A conversational journey How the three Ts of conversational AI build better voice assistants

8 minute read 22 November 2019

The popularity of voice assistants is on the rise, but learning to design an intuitive and effective model is still a work in progress. How can organizations use the three Ts—training, testing, and tuning—to create more human-like voice assistants?

In the first article of our conversational AI series, we explored how the proliferation of voice assistants and messaging platforms are giving way to a new era of user interfaces (see the sidebar, “A five-part series on conversational AI”). Whether it’s in the car, a phone, or a smart home device, nearly 112 million US consumers rely on their voice assistants at least once a month—and that number continues to grow.1

Learn more

Explore the AI and cognitive technologies collection

Download the Deloitte Insights and Dow Jones app

Subscribe to receive more related content

 

Yet the popularity of voice assistants isn’t without its growing pains. These can range from the mundane, such as misinterpreting a request for ordering a roll of paper towel, to the more troubling error of providing a harmful health recommendation (or conversely, providing an accurate, but difficult to interpret recommendation).2 Despite the uptick in adoption of voice-enabled virtual assistants, designing effective products is a nontrivial endeavor. Virtual assistants often deal with multiple, sometimes complex scenarios that require understanding a range of queries to which users expect a quick, accurate, and easily interpretable response.

In our experience, designing an intuitive and effective voice assistant is not as straightforward as combining structured and unstructured data with powerful AI capabilities such as natural language processing (NLP) and machine learning. Instead, virtual voice assistants require designers to match their technical capabilities and resources with human intuition and oversight. Voice assistant design is both art and science. This means incorporating sociological and geographical factors (such as accounting for regional accents), and simultaneously ensuring these voice assistants are properly calibrated to deliver messages in a conversational manner (e.g., proper tone and tenor). In this article, we explore “three Ts” of designing dynamic and flexible voice assistants: training, testing, and tuning.

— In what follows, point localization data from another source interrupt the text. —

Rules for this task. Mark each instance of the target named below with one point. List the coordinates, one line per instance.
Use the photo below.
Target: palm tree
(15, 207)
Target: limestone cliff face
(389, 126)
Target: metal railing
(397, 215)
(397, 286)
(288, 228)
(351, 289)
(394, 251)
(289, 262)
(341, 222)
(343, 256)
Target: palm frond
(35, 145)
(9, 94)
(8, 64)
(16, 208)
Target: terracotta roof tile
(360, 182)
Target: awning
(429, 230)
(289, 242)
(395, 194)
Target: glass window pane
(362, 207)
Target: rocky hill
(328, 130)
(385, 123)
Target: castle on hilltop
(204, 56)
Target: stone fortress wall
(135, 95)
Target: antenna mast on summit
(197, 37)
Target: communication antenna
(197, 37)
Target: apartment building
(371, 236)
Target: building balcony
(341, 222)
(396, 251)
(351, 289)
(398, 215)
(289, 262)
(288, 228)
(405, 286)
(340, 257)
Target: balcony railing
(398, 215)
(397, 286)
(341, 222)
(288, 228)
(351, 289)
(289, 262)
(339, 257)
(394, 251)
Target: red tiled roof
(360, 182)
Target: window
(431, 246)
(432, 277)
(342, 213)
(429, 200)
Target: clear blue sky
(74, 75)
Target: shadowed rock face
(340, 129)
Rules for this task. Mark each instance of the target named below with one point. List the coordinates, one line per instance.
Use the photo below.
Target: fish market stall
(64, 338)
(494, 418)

A five-part series on conversational AI

Over the next year, we will discuss the implications and use cases of conversational AI. In this chapter, we discuss three Ts to developing effective voice assistants. In our remaining chapters, we leverage secondary research and case studies to explore the following topics:

Conversational AI makes its business case: The initial chapter of this series breaks down what constitutes conversational AI and the myriad ways companies can leverage its capabilities.

Acoustic authentication: Explains how conversational systems can enhance security protocols by integrating voice into the multiauthentication process.

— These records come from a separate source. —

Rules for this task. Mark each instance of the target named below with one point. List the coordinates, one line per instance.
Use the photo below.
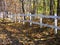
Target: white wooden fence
(55, 17)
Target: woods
(29, 22)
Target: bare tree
(44, 7)
(51, 7)
(58, 7)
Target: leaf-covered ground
(19, 34)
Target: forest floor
(19, 34)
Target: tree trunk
(51, 7)
(44, 7)
(58, 8)
(23, 7)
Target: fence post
(56, 24)
(30, 19)
(40, 22)
(23, 19)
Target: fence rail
(55, 17)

Industry use cases: Highlights how virtual assistants appear to be changing the face of customer service in banking, technology, and health care.

The liability of conversational systems: Explores how the more we integrate conversational bots into our work and lives, the more we should take steps to understand their liability in terms of insurance, training, auditing, and the ethical implications.

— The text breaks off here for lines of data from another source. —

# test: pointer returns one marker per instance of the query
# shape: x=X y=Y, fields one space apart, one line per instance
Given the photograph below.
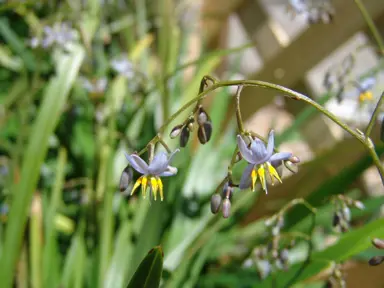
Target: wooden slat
x=312 y=46
x=310 y=176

Training the voice assistant: Matching human need with AI capabilities

There’s a paradox to designing voice assistants. While these assistants are underpinned by advanced AI and NLP capabilities, AI is only “smart” in a very narrow sense—that is, it is most effective at solving well-defined problems.3 But consider the nature of a conversation: It’s free-flowing, words and turns of phrase can take on multiple meanings based on context and tone, and at a moment’s notice, we can jump from one topic to another. So how do designers marry an expansive need, conversational interaction, with a traditionally narrow solution?

Human-assisted trainers. Perhaps, a common misperception is that voice assistants need to be everything to everyone. Instead, most are usually asked to perform relatively specific tasks such as responding to routine call center issues or helping people select an artist from their music library. With this in mind, designers can benefit from working directly with stakeholders to identify requirements and goals. At its core, this means solving well-defined problems that are easily tied to productivity measures (e.g., an airport voice assistant can measure how quickly and accurately it resolves customer queries).

In some of our earlier research, we found some of the best systems are designed directly with the communities that will interact with the AI solutions.4 That is, they benefit from making the human the focal point of the design process (also referred to as keeping the “human in the middle”). In the call center example, this means working with and observing how call center employees interact with customers. What are the routine inquiries? Are there more complex asks that trip employees up? When does confusion arise between employees and customers?

Understanding these common challenges empowers designers to map a high-level process flow of the call fulfillment process. As demonstrated in figure 1, these mappings create the underlying foundation for recording and organizing calls into a manageable data set populated with keywords and phrases.

Transcribing call center conversations for model training

Indeed, figure 1 is a simplification of the data structure, but after the designers are able to properly categorize these conversations, millions of recorded conversations can be translated into text and processed through mappings similar to this example.

Training the right data for your AI solution. After designers map the high-level process flow, numerous data sources are processed to train the voice assistants. This starts with transcribing voice data to text and parsing it into “human utterances.” These utterances consist of speech broken up by pauses in conversation. These range from single words to clauses to complete sentences. As seen in figure 1, utterances could be structured into business issues and resolutions.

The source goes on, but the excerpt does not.